The five public tranches all have six year scheduled maturities and a legal final of nine years. The $100 million senior piece - rated triple-A by Fitch Ratings, Moody's Investor's Service and Standard & Poor's, offers a 45 basis point spread over Libor. The $20 million of AAA/Aa2/AA' rated B-notes priced at 60 basis points over Libor, while $12 million of AA-/A2/A' rated C-paper pays 90 basis points over the benchmark.

Additionally, the deal featured $18 million of BBB/Baa2/BBB-' rated D-class notes paying 220 basis points over Libor and $12 million of BB/Ba1/BB' rated E class paper offering a 650 basis point spread to Libor. The issuer will retain a $42 million unrated equity piece.

StanChart was involved in Samsung Card's Korean auto loan securitization completed last week. The Korean consumer finance company, one of the country's most active ABS issuers, issued $300 million of triple-A rated bonds offering a pick-up of 17 basis points over Libor. Placement details were not available as of press time.

Samsung last tapped the market in March with a $300 million credit card ABS via ING (see ASR 4/4/05). The notes, rated Aa3' by Moody's and AA-' by S&P, priced at 30 basis points over Libor.

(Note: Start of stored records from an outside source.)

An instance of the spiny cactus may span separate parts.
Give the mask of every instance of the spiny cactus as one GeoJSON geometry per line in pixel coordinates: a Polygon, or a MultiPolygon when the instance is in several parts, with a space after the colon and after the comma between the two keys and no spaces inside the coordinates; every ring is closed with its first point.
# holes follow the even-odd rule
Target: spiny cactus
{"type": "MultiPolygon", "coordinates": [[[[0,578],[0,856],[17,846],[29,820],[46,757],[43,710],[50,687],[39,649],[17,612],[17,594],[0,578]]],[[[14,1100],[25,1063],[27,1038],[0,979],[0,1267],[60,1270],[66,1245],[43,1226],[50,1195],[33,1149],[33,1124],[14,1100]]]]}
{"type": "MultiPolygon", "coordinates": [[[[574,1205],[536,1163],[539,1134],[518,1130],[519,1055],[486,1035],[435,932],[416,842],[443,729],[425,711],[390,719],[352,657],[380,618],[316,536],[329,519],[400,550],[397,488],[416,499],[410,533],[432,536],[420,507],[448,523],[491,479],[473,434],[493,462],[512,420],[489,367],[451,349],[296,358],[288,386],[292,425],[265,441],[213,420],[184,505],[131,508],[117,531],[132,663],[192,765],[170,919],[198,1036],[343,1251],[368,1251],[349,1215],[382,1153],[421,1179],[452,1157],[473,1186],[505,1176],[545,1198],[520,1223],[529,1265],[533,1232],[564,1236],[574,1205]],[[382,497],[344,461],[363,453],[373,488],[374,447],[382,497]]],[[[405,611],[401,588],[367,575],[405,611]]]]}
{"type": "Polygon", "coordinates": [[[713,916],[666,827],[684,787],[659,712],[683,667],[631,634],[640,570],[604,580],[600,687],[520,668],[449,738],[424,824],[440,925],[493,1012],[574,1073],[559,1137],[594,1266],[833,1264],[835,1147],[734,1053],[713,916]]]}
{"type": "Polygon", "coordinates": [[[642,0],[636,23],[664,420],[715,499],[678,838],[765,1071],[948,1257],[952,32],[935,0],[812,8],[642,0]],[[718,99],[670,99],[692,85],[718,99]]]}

Elsewhere, the state-controlled Hong Kong Mortgage Corp. has completed the latest deal from its Bauhinia mortgage-backed program. HSBC Securities arranged the HK$1 billion ($129 million) issue, which takes overall issuance by Hong Kong Mortgage to HK$11.2 billion since its debut offering in 1999.

The underlying pool comprises loans bought from the Hong Kong Housing Authority, another state-entity, which was in the process of completing Hong Kong's first REIT listing last week. HSBC also has an advisory role on the HK$19.8 billion listing, along with Goldman Sachs and UBS.

Hong Kong Mortgage's transaction is comprised of $400 million of three-year bullets, paying 4.73%, and HK$600 million of floating-rate notes offering an 18-basis point pick-up over one-month Hibor. The floater has a fast pay structure to take in excess repayment and prepayment of the underlying loans for the first three years.

Both tranches are guaranteed timely repayment by Hong Kong Mortgage and also qualify for a 20% risk capital weighting under Hong Kong banking rules. Hong Kong Mortgage said the deal was widely distributed to institutional investors, including insurance companies, pension funds, investment funds and banks.